An apparatus may comprise at least one processor, at least one memory including computer program code, and the at least one memory and the computer program code may be configured to, with the at least one processor, cause the apparatus to perform: receiving an ECG signal;

extracting a plurality of beat-to-beat (RR) intervals; extracting a plurality of QT intervals; computing a first probability distribution for a range of QT values based on the plurality of QT intervals; computing a second probability distribution for a range of QT values based on the plurality of QT intervals and the plurality of RR intervals; solving one or more points, wherein the first probability distribution and the second probability distribution intersect or wherein a difference between the first probability distribution and the second probability distribution is below a pre-defined difference threshold; designating one of one or more QT values corresponding to the one or more points as a corrected QT interval for a given QT interval of the plurality of QT intervals.

The apparatus may be configured to perform: designating the one or more QT values corresponding to the one or more intersection points as one or more candidate QT intervals for the given QT interval; and selecting a candidate QT interval which is closest to a QT interval observed at a pre-defined heart rate to be designated as the corrected QT interval.

The apparatus may be configured to perform, in response to not observing the pre-defined heart rate, extrapolating QT and RR data derived from the ECG signal towards the pre-defined heart rate.

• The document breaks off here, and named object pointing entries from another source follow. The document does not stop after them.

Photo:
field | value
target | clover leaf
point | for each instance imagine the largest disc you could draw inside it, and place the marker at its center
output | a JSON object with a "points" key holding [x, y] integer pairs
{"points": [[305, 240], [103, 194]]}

The apparatus may be configured to perform designating the one or more QT values corresponding to the one or more intersection points as one or more candidate QT intervals for the given QT interval; and selecting a candidate QT interval which has a maximum probability to be designated as the corrected QT interval.

The apparatus may be configured to perform designating the one or more QT values corresponding to the one or more intersection points as one or more candidate QT intervals for the given QT interval; and forming a relation based on at least a probability of a candidate QT interval, a distance between the QT candidate interval and a QT interval observed at a pre-defined heart rate, and a distance between the QT candidate interval and the given QT interval; selecting a candidate QT

interval minimizing the relation to be designated as the corrected QT interval.

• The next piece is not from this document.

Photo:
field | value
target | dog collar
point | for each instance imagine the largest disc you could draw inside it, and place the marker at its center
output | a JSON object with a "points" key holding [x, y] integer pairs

The apparatus may be configured to perform one or more of: providing the corrected QT interval for display; providing results determined based on an electrocardiography recording for display; causing an alarm if the corrected QT interval is below a first pre-defined threshold or above a second pre-defined threshold.

It is obvious that the present invention is not limited solely to the above-presented embodiments, but it can be modified within the scope of the appended claims.

Embodiments described herein are industrially applicable at least in monitoring electrical activity of the heart.